Hidayete ermek kadar hidayette kalmak da mühim



Sadece inkâr etmekle kalmayıp bir de inanan insanları imandan ve hayırdan alıkoymak için çalışanlarla ilgili İlâhî uyarılar, 276. Kur’an Buluşmasının ana gündemi idi.

UTESAV organizasyonuyla düzenlenmekte olan Kur’an Buluşmalarının 4 Temmuz Cumartesi günü gerçekleşen bölümünde Nisâ sûresinin şu mealdeki 167-169. âyetlerini okuduk:


İnkâr eden ve insanları Allah yolundan alıkoyan kimseler, pek derin bir sapıklıkla sapıtıp gitmişlerdir.

İnkâr edip zulmedenleri Allah ne bağışlar, ne de onlara bir yol gösterir.

Allah onları ancak ebediyen kalacakları Cehennem yoluna sevk eder. Bu ise Allah için pek kolaydır.


Bu âyet-i kerimeler, inkâr ve isyanda diretenleri ilgilendirdiği gibi, mü’minler için de uyarı niteliği taşıyordu. Çünkü sadece kendi inkâr ve isyanıyla yetinmeyip başka insanları da hak yolundan çevirip kendileri gibi azgınlaştırmak için uğraşan kimseler tarihin her devrinde vardı ve olmaya da devam edecekti.
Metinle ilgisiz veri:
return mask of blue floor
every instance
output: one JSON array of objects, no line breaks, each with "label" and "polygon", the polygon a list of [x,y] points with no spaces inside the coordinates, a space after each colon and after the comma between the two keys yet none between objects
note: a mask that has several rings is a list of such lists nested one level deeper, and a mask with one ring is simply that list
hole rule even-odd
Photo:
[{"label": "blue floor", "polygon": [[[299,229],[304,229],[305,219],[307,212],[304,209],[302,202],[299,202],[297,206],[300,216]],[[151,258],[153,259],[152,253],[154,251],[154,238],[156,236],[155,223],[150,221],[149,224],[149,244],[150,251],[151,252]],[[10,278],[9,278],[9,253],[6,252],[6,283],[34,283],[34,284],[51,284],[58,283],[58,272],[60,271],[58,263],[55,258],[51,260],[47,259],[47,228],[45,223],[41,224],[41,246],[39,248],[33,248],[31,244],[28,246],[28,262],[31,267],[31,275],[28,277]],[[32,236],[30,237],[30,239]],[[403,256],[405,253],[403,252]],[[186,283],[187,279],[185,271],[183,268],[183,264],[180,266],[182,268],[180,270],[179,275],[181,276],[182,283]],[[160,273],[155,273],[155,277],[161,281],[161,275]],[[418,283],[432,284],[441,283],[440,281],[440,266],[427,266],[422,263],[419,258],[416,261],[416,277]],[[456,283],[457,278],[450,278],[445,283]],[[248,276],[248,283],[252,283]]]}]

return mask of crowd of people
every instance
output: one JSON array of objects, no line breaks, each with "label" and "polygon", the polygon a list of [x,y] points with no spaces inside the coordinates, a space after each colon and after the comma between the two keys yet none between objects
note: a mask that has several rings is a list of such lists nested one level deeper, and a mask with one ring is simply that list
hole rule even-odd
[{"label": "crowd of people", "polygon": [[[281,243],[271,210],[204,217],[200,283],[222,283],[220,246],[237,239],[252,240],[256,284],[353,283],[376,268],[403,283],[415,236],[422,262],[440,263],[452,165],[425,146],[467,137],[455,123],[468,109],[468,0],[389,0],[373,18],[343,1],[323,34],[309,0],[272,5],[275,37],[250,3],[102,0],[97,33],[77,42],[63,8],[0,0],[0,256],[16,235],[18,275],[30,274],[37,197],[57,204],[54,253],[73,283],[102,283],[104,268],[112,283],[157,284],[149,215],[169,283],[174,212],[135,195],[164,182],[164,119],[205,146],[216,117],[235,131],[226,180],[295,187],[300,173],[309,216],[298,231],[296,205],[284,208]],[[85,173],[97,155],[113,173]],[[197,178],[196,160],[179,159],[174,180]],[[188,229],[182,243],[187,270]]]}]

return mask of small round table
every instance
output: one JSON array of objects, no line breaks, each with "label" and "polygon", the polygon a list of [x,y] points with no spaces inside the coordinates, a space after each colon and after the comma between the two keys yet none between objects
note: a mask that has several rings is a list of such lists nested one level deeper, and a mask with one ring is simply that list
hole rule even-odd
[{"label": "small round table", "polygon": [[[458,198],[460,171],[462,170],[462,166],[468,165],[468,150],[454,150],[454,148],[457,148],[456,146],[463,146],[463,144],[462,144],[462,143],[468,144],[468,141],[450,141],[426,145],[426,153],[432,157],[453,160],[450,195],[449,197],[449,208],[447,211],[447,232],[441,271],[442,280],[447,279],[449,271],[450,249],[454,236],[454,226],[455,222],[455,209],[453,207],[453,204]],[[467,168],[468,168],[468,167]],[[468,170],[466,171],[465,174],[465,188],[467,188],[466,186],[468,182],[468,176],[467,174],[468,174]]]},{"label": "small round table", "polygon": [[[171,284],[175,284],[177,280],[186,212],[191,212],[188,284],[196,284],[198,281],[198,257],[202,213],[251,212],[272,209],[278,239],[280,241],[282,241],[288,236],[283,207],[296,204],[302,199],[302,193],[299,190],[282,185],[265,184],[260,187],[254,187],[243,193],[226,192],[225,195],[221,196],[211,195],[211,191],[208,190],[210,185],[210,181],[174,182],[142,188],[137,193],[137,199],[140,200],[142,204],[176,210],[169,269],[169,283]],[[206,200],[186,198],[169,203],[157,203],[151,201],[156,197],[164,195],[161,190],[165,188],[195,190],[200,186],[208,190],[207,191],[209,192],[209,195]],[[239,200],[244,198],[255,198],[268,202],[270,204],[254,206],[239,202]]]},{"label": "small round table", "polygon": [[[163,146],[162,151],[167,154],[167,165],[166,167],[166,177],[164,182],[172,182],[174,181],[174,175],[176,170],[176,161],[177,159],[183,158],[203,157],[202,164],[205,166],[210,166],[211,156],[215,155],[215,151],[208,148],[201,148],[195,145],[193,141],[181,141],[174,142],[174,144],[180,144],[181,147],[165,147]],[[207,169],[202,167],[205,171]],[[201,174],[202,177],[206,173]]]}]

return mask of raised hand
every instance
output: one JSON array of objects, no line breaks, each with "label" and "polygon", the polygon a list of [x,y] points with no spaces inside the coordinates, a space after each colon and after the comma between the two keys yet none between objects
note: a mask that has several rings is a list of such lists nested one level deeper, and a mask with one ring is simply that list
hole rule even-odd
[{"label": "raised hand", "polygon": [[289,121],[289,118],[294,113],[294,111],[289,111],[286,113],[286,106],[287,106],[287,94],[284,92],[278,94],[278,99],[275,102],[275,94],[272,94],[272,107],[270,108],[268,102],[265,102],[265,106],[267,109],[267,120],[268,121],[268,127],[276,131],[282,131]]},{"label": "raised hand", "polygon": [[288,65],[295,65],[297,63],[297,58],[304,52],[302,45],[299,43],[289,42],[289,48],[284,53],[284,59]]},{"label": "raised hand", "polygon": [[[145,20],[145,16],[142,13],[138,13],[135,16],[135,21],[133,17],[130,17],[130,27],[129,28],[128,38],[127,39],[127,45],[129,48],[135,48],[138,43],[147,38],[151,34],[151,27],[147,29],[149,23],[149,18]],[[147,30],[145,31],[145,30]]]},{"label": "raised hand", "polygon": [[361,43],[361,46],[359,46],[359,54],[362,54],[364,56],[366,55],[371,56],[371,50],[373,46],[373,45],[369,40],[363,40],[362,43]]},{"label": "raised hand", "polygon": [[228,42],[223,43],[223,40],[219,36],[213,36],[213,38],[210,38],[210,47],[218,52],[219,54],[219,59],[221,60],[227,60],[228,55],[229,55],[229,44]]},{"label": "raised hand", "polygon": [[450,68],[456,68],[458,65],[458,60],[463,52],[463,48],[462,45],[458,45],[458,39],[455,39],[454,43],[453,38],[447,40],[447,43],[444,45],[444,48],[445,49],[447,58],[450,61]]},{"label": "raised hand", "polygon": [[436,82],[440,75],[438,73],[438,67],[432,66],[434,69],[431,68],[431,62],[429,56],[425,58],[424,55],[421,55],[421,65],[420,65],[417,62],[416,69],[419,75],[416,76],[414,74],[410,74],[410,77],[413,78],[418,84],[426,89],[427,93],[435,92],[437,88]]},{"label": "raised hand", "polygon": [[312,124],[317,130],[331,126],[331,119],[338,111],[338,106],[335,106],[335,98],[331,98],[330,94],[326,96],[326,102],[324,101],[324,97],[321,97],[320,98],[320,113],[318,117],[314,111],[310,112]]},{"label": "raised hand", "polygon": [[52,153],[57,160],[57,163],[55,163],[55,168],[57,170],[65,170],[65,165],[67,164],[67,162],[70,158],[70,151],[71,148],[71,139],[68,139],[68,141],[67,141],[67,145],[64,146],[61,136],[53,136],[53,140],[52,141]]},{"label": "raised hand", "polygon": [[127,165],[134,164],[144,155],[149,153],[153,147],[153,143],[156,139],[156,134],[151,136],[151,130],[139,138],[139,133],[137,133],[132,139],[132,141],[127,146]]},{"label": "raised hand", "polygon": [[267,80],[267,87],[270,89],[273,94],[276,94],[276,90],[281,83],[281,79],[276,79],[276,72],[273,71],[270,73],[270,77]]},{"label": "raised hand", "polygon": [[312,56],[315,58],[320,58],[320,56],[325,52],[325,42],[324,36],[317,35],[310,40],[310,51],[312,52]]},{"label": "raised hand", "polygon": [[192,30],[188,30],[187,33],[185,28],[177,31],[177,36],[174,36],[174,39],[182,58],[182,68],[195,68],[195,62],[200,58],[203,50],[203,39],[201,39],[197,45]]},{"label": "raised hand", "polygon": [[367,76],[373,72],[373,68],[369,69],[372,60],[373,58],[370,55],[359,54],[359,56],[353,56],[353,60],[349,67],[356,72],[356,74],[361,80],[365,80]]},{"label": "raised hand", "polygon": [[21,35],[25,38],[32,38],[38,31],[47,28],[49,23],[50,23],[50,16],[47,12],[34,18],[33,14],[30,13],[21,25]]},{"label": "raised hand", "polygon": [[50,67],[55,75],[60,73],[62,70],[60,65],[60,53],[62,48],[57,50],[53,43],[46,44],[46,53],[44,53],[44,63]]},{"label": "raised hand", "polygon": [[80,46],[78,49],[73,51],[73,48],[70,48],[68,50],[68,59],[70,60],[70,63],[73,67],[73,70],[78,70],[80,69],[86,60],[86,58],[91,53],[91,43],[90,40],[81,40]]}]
Bu ise, mü’minlerin teyakkuz halinde bulunmasını gerektiren bir durum idi. İşte, Kur’ân, sadece bize her hususta doğru yolu göstermekle kalmıyor, o yola iletildikten sonra orada sebat etmemiz için gerekli uyarıları da yapıyordu.

https://youtu.be/6_aXTMM_aHo adresinden yayınlanan Buluşmada ayrıca şu tesbitleri de yaptık:

  • Hidayet de, dalâlet de ancak Allah’ın izniyledir.
  • Allah’ın izni ise kulun seçimine tâbidir.
  • Cüz’î iradesini hidayet yönünde kullanan kulu Allah hidayete eriştirir, karanlıklardan nura kavuşturur.
  • Kendi iradesiyle dalâleti seçmiş olan kimseyi Allah cebren hidayete ulaştırmaz.
  • İnkâr edip zulmeden ve bunda ısrar eden kimseler, kendi tercihleriyle kendi âkıbetlerini seçmiştir.
  • Allah’ın onları ileteceği tek bir yol varsa, o da Cehennem yoludur.

ÖNEMLİ NOT:

Kur’an Buluşmalarına bu bölümle beraber kısa bir ara vermiş bulunuyoruz. Nasip olursa bundan sonraki ilk Kur’an Buluşması Ağustos ayının 8’inde aynı adresten yayınlanacak, Eylül ayının ilk haftasıyla birlikte yeniden normal düzene geçilecektir.